Als professional moet je op verschillende momenten met verschillende mensen in gesprek gaan over een incident. Je wil feiten achterhalen, mensen opvangen, steun bieden of samen leren uit incidenten. Gesprekspartners kunnen collega's en externen zijn, die mogelijks treffer, getroffene of omstaander zijn. Een basis gespreksvaardigheden heb je nodig. Met deze tips ga je goed in gesprek.
Bereid je gesprek voor
- Maak een afspraak, spreek tijd en plaats af, hoeveel tijd je denkt nodig te hebben en wie bij het gesprek aanwezig zal zijn.
- Noteer contactgegevens en geef je contactgegevens, zodat mensen je kunnen bereiken.
- Duid kort wat je rol is en wat bedoeling van het gesprek is. Geef ook aan wat je rol niet is.
- Geef steeds aan wat je met de informatie zal doen en wijs op het feit of je als professional al dan niet beroepsgeheim of discretieplicht hebt.
- Zorg voor een rustige plaats met voldoende privacy en niet te veel storende elementen.

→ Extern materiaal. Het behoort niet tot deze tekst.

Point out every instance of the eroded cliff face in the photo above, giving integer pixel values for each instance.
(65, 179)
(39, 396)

Zorg dat je gesprekspartner zich op zijn gemak kan voelen.
- Bereid je inhoudelijk en mentaal voor op het gesprek: wat wil je bespreken, hoe zal je het aanpakken, wat verwacht je te horen?
Afhankelijk van jouw functie en rol binnen de organisatie zal de voorbereiding, verloop en opvolging van het gesprek variëren. Ben je vertrouwenpersoon dan heb je bepaalde te volgen procedures en beroepsgeheim. Ben je een leidinggevende dan heb je discretieplicht.
Aandachtspunten bij het gesprek
Zorg dat je op ooghoogte van elkaar zit of staat en waak over een goede afstand/nabijheid. Neem het initiatief, stel jezelf voor, herhaal nog eens de bedoeling, je rol, discretieplicht en wat je kan doen met de informatie.
Volg het stramien ‘LSD’
- Luisteren: stel vragen en luister naar de antwoorden, neem een luisterende houding aan en toon ook non-verbaal dat je volgt (knikken, oogcontact, ...).
- Samenvatten: zeg hoe je gehoord hebt wat de ander je vertelt en wat dit bij je oproept (denken, gevoelens…).
- Doorvragen: vraag door op wat je verder wil uitdiepen, of wat onduidelijk is.
Stel op een goede manier vragen:
- Stel open vragen, zo nodig je jouw gesprekspartner uit om veel informatie te geven. Geef die alle ruimte om een antwoord te bedenken. De vraag begint met een vraagwoord (wie, wat waar, wanneer, hoe).
- Een gesloten vraag kan handig zijn om te checken of je de informatie goed hebt begrepen of om samen te vatten: "Je hebt dit met de begeleider zo afgesproken?".
- Oordeel niet.
Ga in op emoties:
- Van je gesprekspartner: door open vragen te stellen ("Wat doet dat met jou?"), door emoties te checken via gesloten vragen ("Je zegt dat je geschrokken was, klopt dat?");
- Van de betrokkenen: "Hoe was dat voor x? Heeft zij daar iets over gezegd of laten zien?";
- Van jezelf: "Ik schrik hier wel van…".
Reflecteer op het gesprek: "Hebben we alles besproken wat van belang is? Was dit oké voor jou?"
Fouten en valkuilen
Een goed gesprek loopt niet vast in een aantal goed gekende valkuilen:
- Stel geen suggestieve vragen. Bijvoorbeeld niet "Hebben ze dat wel op tijd gemeld?", maar "Wanneer hebben ze dat gemeld?". Je legt je eigen interpretatie in de vraag en manipuleert de ander zijn antwoord.
- Stel geen ‘waarom’-vragen, die vragen om een verantwoording en dit komt over als een beschuldiging.
- Praat zelf niet te veel en vertel niet ongevraagd dingen die je zelf hebt meegemaakt.
- Geef niet ongevraagd je eigen mening en advies (“Als ik jou was zou ik…”).
- Stel geen verschillende vragen tegelijk ("Is het al eens gebeurd of is het de eerste keer, wellicht heb je ook wel nog andere mensen gehoord die hetzelfde hebben meegemaakt?")
- Stel geen vage vragen. Geef niet te snel je eigen mening of oordeel ("Dat zou ik toch eerder hebben gemeld").
- Minimaliseer of bagatelliseer niet ("Ja dat komt wel vaker voor, dat went wel").
- Let niet alleen op de woorden, maar neem ook notitie van de non-verbale signalen.
- Neem geen paternalistische toon aan ("Het zal wel over gaan, let op!").
- Induceer geen schuldgevoelens ("Dat had je nu beter niet moeten doen.") of paniek en boosheid ("Is die nu helemaal onnozel?").